6 feet long and 5 feet tall and 4 feet breadth
i even give them lots and lots of toys to play with.....
but he still hats me.
i literally gave up training sessions with him long ago...since the only response i get back is the usual hiss or a scared look


----------



## DyArianna (Aug 7, 2011)

I am by far no expert.. but it sounds like you need to start from square one again. How many hours of sleep do they get at night.. and does their cage get covered? Is this an inside cage or an outdoor aviary type set up? What are the genders of your birds and how old are they all? They could be hormonal to boot which will just make your attempts a bit harder. 

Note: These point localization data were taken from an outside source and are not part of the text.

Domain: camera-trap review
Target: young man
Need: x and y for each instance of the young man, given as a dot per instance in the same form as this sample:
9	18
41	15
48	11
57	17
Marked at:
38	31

I would suggest giving long night treatments.. 12 to 14 hours of covering the cage for darkness. Also I would suggest starting out by just spending time next to the cage. Talking, singing, working on the computer... just so they can get used to you but still be safe in their cage. Once they know you can be nearby and once they start coming to the side of the cage you are on.. then you can probably move on to the next step of them getting used to your hand hanging out in their cage. Hope this helps some. I know you talked of training information.. but there are some really good training threads on here too. Good luck!!


----------



## lperry82 (Aug 2, 2010)

Have you got a small cage to place your first tiel in there
if you have take him in a different room away from the others and start taming
dont put him back untill you have made progress with him

You can do this one by one untill they trust you or they are hand tamed 

Im afraid the big cage is a problem too as i have lost count in times i have trained my tiels because of the cage i have


----------



## lperry82 (Aug 2, 2010)

Have you got a small cage to place your first tiel in there
if you have take him in a different room away from the others and start taming
dont put him back untill you have made progress with him

You can do this one by one untill they trust you or they are hand tamed 

Im afraid the big cage is a problem too as i have lost count in times i have trained my tiels because of the cage i have


----------



## Amyy (Apr 23, 2011)

i had tried everything...i even used to read my novels out loud to my birds...but my cockatiel never tries to cooperate.he is a wild bird and not a handtamed one.although the rest of them are pretty sweet....this guy is just plain mean to me.and i had kept him in a smaller cage earlier...he hated it there too....used to go crazy and looked suffocated.


----------



## sunnysmom (Sep 23, 2011)

Have you seen the taming thread under training and bonding? Maybe that can help. Do they have any favorite treats you can use?


----------